ALBION is an old word for England; BEATNIK is an American slang and constructed word for AN ATTITUDE OF MIND, introduced by JACK KEROUAC in 1948 (he claimed from the word ‘beatific’).
In June the first 12 books in the American Retro series are to be published :-
America witnessed great social transition between the end of the American Civil War and the beginning of the First World War. The pioneering days of the open American frontier gave way to the suburban, skyscraper sprawl of inner city life. Depictions of rural idyll and its regional traditions of local colour writing were carried forward, but a metropolitan mode of an unforeseen scale was introduced to its literature as well. Descriptions of urbanity and culture, but also claustrophobic poverty, social distress and a new politics came with this vast lifestyle.
In September, the first 12 books in the British Retro series are to be published :-
The early 1900s use of ‘highbrow’, ‘middlebrow’ and ‘lowbrow’ to denote literature may not have mirrored Britain’s class system exactly, but do suggest its hierarchy. Thorstein Veblen’s book The Theory of the Leisured Class, published in 1899, introduced the concept of ‘conspicuous consumption’: he was critical of William Morris, whose “limp vellum fitted with thongs” grandstanded obsoletism. The rampant aestheticism of Paget and Wilde and the artisan virtue signalling of Ruskin and Morris were met by a combination of the profit and loss of the abacus and aesthetic judgement that rejoiced in feeding the five thousand rather than just the disciples. The publishing that emerged was strongly utilitarian and is the high tide moment of Britain’s book trade.
Albion Beatnik Press published SARAH GILLESPIE’s first collection of poetry at the end of 2016: Queen Ithaca Blues. Sarah tours often, do catch her in concert, for Sarah is simply the best singer songwriter in the U.K. at the moment. She has recorded four studio albums now, each hast received widespread critical acclaim and much radio airplay on various BBC stations, also on public radio in America; she appears on stuff like Woman’s Hour as well (a bit gobby).
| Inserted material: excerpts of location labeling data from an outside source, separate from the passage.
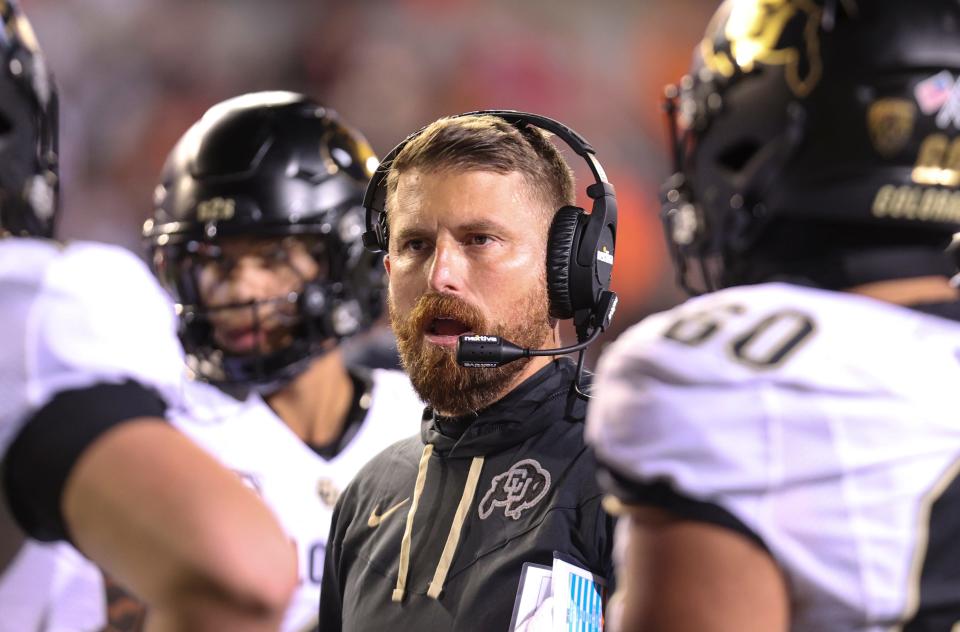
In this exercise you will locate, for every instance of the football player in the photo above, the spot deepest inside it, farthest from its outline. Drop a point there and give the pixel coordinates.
(785, 448)
(87, 372)
(257, 236)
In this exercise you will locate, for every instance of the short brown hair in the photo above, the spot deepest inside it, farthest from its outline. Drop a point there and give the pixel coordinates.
(488, 143)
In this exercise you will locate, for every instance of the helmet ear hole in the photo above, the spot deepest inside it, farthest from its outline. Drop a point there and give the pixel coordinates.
(736, 157)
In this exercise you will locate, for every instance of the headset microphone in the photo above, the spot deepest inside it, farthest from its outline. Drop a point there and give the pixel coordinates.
(479, 351)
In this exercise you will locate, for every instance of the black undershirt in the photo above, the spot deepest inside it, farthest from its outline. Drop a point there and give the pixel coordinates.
(362, 385)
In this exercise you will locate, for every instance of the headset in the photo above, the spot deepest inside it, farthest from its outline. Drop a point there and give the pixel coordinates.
(580, 250)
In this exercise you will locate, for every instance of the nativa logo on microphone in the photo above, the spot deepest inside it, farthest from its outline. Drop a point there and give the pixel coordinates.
(605, 255)
(481, 338)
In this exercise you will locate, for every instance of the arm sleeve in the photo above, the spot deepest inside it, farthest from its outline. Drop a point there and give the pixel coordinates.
(42, 456)
(94, 345)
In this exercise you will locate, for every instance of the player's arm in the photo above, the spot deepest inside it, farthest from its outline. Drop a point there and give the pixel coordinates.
(180, 530)
(152, 509)
(681, 575)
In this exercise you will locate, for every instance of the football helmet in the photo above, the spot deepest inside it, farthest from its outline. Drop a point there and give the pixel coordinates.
(816, 139)
(29, 180)
(267, 164)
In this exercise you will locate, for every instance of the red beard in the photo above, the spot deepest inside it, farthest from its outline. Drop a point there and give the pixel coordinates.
(449, 388)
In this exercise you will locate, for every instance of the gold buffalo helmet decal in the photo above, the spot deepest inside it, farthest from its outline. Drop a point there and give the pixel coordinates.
(747, 32)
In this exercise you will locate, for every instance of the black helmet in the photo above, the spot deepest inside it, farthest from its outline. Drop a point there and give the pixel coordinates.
(29, 184)
(268, 164)
(817, 139)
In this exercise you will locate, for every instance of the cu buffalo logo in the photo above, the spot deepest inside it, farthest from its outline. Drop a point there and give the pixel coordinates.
(516, 490)
(772, 32)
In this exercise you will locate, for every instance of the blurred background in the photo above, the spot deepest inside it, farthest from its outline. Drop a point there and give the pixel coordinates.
(134, 74)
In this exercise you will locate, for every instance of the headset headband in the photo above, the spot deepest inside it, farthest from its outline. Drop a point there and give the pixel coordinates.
(374, 200)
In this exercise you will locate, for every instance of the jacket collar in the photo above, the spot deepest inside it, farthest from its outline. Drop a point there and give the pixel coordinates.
(523, 412)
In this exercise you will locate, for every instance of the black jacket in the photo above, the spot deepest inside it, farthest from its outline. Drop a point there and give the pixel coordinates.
(533, 491)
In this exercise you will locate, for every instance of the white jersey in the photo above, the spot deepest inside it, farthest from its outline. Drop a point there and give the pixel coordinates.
(825, 423)
(299, 485)
(72, 316)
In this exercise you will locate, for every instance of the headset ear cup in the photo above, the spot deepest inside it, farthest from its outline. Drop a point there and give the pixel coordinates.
(563, 231)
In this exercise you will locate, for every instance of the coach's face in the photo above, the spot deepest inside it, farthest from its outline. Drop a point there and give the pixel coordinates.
(467, 254)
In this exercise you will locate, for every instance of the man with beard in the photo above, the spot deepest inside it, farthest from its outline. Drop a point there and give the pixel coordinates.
(434, 533)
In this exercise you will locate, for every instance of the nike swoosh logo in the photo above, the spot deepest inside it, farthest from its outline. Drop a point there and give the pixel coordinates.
(374, 519)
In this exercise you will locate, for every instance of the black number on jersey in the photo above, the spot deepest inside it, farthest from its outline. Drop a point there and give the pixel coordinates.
(935, 601)
(764, 345)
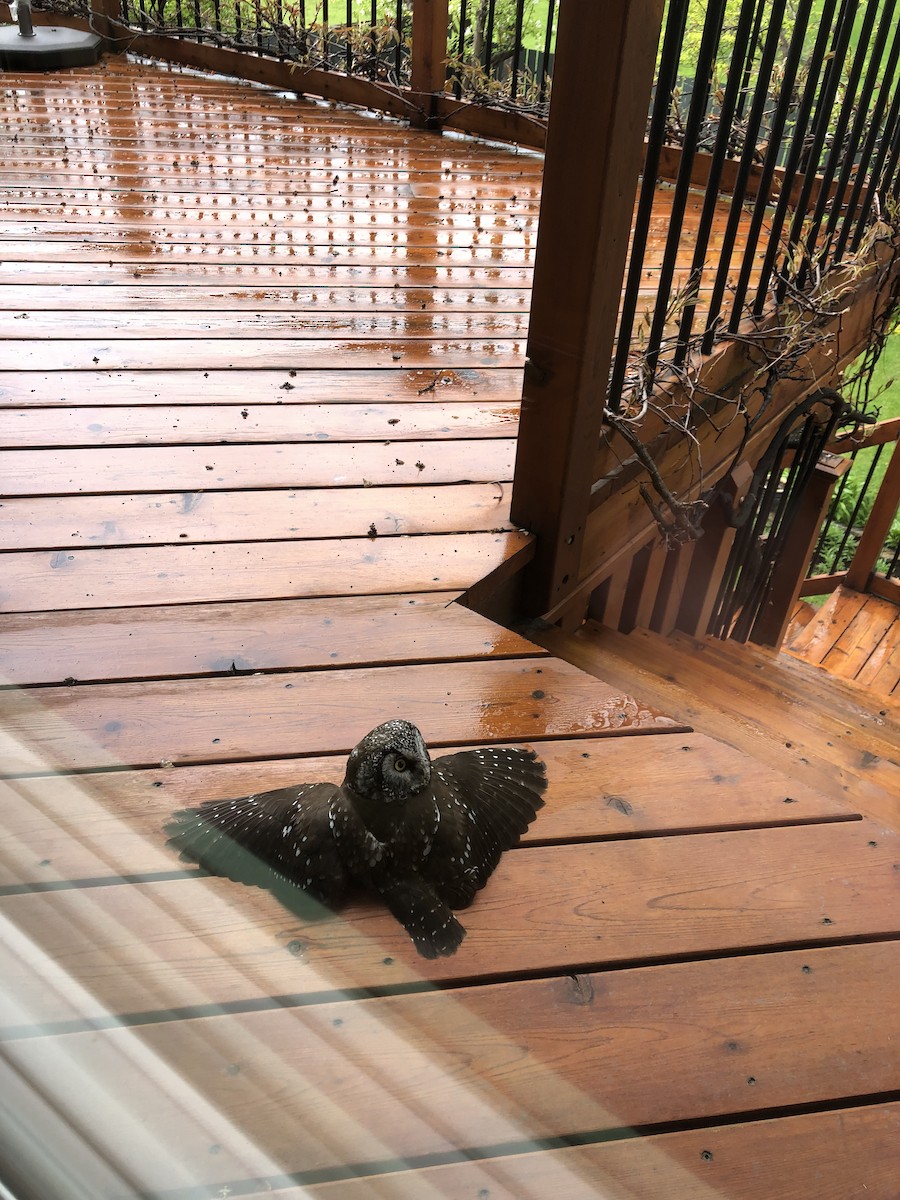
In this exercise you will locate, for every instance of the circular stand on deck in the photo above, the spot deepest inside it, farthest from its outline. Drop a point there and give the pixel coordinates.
(49, 48)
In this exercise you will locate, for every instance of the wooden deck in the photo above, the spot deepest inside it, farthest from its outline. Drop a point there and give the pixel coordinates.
(259, 382)
(853, 636)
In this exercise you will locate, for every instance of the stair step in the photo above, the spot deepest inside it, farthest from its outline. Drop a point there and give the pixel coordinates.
(855, 637)
(838, 697)
(852, 760)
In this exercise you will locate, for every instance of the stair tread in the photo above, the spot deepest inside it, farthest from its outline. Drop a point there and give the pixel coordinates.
(713, 699)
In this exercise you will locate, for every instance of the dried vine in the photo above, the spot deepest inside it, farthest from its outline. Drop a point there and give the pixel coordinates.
(783, 343)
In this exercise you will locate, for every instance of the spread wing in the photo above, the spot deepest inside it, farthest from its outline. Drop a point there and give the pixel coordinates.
(486, 798)
(269, 840)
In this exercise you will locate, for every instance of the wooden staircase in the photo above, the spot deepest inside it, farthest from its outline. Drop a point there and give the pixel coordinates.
(813, 726)
(855, 635)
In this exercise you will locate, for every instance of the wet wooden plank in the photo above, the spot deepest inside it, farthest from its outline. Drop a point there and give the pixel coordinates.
(271, 298)
(288, 353)
(209, 942)
(24, 427)
(250, 388)
(107, 825)
(394, 1078)
(850, 772)
(120, 643)
(269, 570)
(298, 713)
(173, 273)
(862, 639)
(822, 1156)
(281, 251)
(225, 467)
(820, 635)
(366, 325)
(83, 521)
(513, 241)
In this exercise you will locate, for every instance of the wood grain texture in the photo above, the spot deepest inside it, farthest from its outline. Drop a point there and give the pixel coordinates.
(252, 421)
(384, 1079)
(204, 468)
(193, 640)
(551, 910)
(256, 717)
(275, 297)
(825, 1156)
(107, 826)
(293, 353)
(82, 521)
(249, 389)
(364, 327)
(852, 774)
(114, 577)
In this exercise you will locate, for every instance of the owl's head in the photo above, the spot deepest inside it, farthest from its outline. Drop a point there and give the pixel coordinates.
(390, 763)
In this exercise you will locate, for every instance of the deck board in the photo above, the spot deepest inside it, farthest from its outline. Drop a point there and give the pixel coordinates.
(481, 1066)
(237, 333)
(106, 826)
(197, 942)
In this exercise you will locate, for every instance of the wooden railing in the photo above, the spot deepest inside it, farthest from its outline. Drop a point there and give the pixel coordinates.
(858, 543)
(803, 195)
(402, 63)
(808, 173)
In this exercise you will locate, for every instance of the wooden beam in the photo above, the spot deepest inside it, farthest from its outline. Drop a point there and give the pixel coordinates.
(605, 59)
(876, 527)
(790, 574)
(429, 75)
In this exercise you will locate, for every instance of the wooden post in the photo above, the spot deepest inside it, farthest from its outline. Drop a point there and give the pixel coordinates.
(107, 23)
(431, 24)
(601, 88)
(712, 553)
(876, 527)
(771, 625)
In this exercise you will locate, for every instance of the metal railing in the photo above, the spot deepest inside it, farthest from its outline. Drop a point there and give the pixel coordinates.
(361, 37)
(867, 495)
(501, 52)
(795, 115)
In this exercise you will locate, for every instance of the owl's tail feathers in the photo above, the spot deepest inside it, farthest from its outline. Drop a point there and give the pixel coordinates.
(436, 933)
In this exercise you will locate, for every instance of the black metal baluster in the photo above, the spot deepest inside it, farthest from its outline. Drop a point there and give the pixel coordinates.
(516, 49)
(720, 149)
(771, 160)
(461, 48)
(811, 155)
(837, 151)
(852, 519)
(489, 37)
(696, 112)
(849, 163)
(750, 57)
(882, 171)
(795, 154)
(888, 131)
(666, 77)
(873, 130)
(545, 60)
(736, 213)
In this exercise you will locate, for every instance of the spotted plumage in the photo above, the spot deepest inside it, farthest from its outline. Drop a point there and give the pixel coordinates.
(425, 835)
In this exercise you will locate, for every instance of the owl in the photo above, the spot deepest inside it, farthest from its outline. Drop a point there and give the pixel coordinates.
(424, 835)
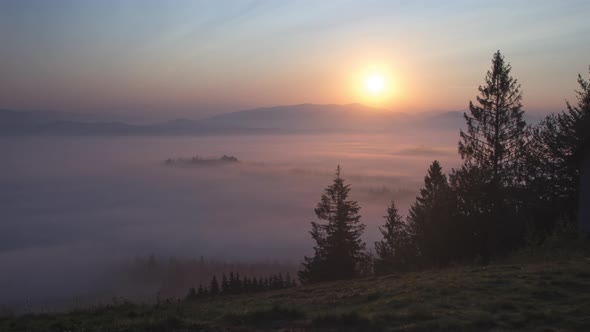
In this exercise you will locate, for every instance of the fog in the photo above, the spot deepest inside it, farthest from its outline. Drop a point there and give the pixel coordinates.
(71, 207)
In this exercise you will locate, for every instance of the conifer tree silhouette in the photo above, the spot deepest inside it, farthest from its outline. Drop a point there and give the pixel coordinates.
(339, 249)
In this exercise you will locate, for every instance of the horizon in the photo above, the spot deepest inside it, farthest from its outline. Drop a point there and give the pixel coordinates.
(152, 148)
(146, 59)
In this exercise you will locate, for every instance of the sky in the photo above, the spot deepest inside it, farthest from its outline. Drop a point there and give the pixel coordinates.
(197, 58)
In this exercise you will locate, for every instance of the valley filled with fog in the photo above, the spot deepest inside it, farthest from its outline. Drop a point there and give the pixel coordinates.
(74, 206)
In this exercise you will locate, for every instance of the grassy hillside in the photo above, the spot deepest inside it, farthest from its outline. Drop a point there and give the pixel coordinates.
(542, 296)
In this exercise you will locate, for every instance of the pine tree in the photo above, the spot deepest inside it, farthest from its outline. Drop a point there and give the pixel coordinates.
(225, 285)
(496, 130)
(393, 251)
(429, 218)
(494, 147)
(555, 161)
(192, 294)
(214, 287)
(201, 291)
(339, 250)
(232, 283)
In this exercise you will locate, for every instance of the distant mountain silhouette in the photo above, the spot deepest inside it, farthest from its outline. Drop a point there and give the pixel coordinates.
(278, 119)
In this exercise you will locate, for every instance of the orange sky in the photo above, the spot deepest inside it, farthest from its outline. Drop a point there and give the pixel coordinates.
(193, 59)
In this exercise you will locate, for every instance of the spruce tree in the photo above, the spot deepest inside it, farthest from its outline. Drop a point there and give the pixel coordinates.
(429, 218)
(339, 250)
(192, 294)
(214, 287)
(556, 161)
(225, 285)
(493, 146)
(393, 251)
(496, 130)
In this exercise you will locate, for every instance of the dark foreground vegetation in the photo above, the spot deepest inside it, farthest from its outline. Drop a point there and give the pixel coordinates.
(535, 294)
(449, 265)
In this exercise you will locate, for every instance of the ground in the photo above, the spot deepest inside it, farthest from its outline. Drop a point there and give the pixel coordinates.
(549, 295)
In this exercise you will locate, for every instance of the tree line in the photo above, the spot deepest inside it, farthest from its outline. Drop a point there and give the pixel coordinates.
(517, 183)
(235, 285)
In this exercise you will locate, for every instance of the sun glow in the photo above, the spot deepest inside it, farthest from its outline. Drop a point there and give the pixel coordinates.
(375, 84)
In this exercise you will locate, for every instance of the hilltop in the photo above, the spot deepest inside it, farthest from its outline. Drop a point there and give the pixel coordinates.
(551, 295)
(303, 118)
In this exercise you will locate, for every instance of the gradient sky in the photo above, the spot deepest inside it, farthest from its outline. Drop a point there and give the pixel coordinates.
(194, 58)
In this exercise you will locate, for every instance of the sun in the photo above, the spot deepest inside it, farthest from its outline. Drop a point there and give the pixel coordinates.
(375, 84)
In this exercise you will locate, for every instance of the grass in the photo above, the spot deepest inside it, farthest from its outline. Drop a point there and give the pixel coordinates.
(551, 295)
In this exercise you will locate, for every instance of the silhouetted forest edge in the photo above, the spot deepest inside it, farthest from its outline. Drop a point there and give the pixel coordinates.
(499, 243)
(549, 291)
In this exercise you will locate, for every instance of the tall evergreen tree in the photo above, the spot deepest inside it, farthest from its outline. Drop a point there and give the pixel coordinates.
(339, 250)
(493, 147)
(555, 161)
(496, 130)
(393, 251)
(225, 285)
(214, 287)
(429, 218)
She combines demotic, raw beat poetry lyric with a wacky and individual musical style that nods to jazz and to folk. Sarah tours often in Europe and the United Sates. As with her lyrics, Sarah’s poetry bristles with brio. Caroline Bird describes Sarah’s poetry as “bright with horror and stricken with laughter,” and that gets it just right. This is the stuff of real life. A film of some of her poems will be made this summer.